Come on, who here is going to be the first to try it?

AoG


----------



## still learning (Oct 26, 2006)

Hello, On the island of Oahu, some farmers have raise regular pumpkins as well as white pumpkins that glow in the dark.  On  a moon night all the pumpkins in the field glows,(they say it look cool) like from outer space.

Also adding petrolum jelly  all over after you finish carveing will keep it from drying out faster....Aloha

PS:At costco's on the Big Island they were selling white pumpkins!

White pumpkin pies?  will it glow too!


----------



## ArmorOfGod (Oct 27, 2006)

I want a glow-pumpin!
Seriously, that is very cool.

AoG


----------



## wee_blondie (Oct 30, 2006)

Wow....thats pretty...um....COOL!

I already did some (grim reaper and haunted tree) but I wish I'd seen it last week!!!  I even posted a threat asking for stencils!

Ah well, maybe next year......

PS white pumpkins? Nice!

PPS petroleum jelly - been doing it to my pumps for a while and yeah, it works!


----------



## terryl965 (Oct 30, 2006)

Looks like alot of fun, to late this year but next year the boys should get a kick out of it, no joke intended


----------



## Jade Tigress (Oct 31, 2006)

still learning said:


> Hello, On the island of Oahu, some farmers have raise regular pumpkins as well as white pumpkins that glow in the dark.  On  a moon night all the pumpkins in the field glows,(they say it look cool) like from outer space.
> 
> Also adding petrolum jelly  all over after you finish carveing will keep it from drying out faster....Aloha
> 
> ...



That is soooo cool. I never heard of them before. Would love to see a white pumpkin.


----------



## crushing (Oct 31, 2006)

still learning said:


> Also adding petrolum jelly all over after you finish carveing will keep it from drying out faster....Aloha


 

Not only will it keep if from drying out as fast, but it may also give the pumpkin smashers a reason to avoid your pumpkins next year!

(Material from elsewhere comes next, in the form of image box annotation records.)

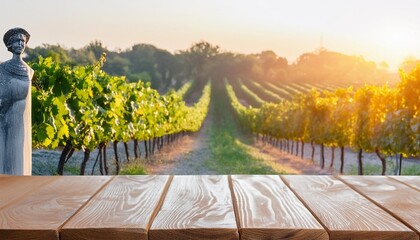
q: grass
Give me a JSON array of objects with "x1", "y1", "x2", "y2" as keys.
[
  {"x1": 119, "y1": 160, "x2": 147, "y2": 175},
  {"x1": 205, "y1": 81, "x2": 278, "y2": 174}
]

Gross!  What the bleep is on this pumpkin!?!?!  Ewwww.


----------



## Kreth (Oct 31, 2006)

still learning said:


> Also adding petrolum jelly all over after you finish carveing will keep it from drying out faster....


And police report a 73% increase in sexual assaults against pumpkins in 2006...


----------



## crushing (Oct 31, 2006)

Kreth said:


> And police report a 73% increase in sexual assaults against pumpkins in 2006...


 

Well, you have probably heard about Peter Peter pumpkin eater, but have you heard about Tucker Tucker?


----------